Real Life Experiment Using Machine Learning to Classify News Stories

I wonder if anyone's done some analytic classification of the daily news.

If I were to classify stories into categories, I'd choose some basic group to cluster.

  • Distraction
  • Terror
  • Helplessness
  • Joyful

A distracting article would be like the OJ Simpson trial or some zany political candidate making outlandish claims with no real intent on running.  Capturing the attention of society with shocking revelations as a form of entertainment and distraction from the real issues.

A terror article would be a downed plane, murder, unfortunate event somewhere on the planet to shock the audience resulting in perpetual fear.

A helplessness article would be some distraught series of events, such as global warming, rampant inflation, eroding middle class, corruption, where the audience has absolutely no control or influence on the outcome, creating feelings of despair.

A joyful article would be where an authority figure or random person did some act of kindness with no expectations in return, which are quite rare, to give the occasional uplift to the viewer.

We could add a few more buckets to capture all events in the media perhaps.  But then feed the news articles for the past 50 years into a Hadoop cluster, run some machine learning jobs to classify each story into a neatly defined bucket, and extract the ratio of news stories.  And then run some statistical analysis on the result set, to produce some meaningful insight on how the news portrays it's stories.  And perhaps link that data to the stock market, or unemployment rates or key events during the same time frame to draw possible conclusions.

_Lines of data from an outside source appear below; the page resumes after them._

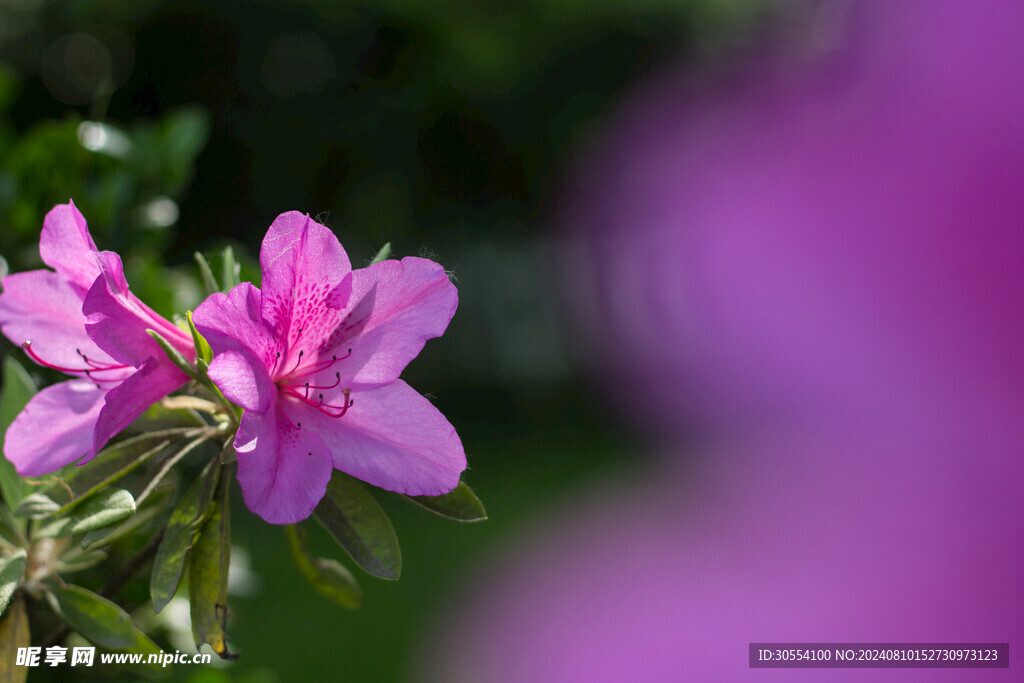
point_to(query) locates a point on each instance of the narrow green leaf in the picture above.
(176, 356)
(203, 349)
(83, 561)
(328, 577)
(98, 511)
(11, 528)
(209, 282)
(143, 513)
(11, 570)
(178, 537)
(355, 520)
(35, 506)
(13, 634)
(231, 270)
(17, 389)
(155, 477)
(109, 467)
(94, 616)
(208, 564)
(460, 504)
(383, 254)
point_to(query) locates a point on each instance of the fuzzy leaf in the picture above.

Perhaps we may conclude that the rain in Florida for the past 60 days, which is quite unprecedented, followed by the upcoming hurricane in the gulf, amplified the damages and resulted in excessive claims, which caused the insurance companies to double their rates.  Something like that.

And then we find a similar set of events, like the half dozen hurricanes in a single year from last decade also produced the same results.  And then you find patterns, and draw conclusions.

Or you do trend analysis and determine that it rains on every major holiday in the US based on conclusive evidence derived from the experiment.  Once you have the data to support your claim, then you dig in to find cause and effect, look for root cause analysis, cross reference other data sets.  And link that to the hurricane in New Orleans and the tsunami in Japan and the hurricane in Haiti.  Potential for mind blowing conclusions.

Simply an experiment in a real life scenario on how machine learning could be used as a tool to derive meaningful insights.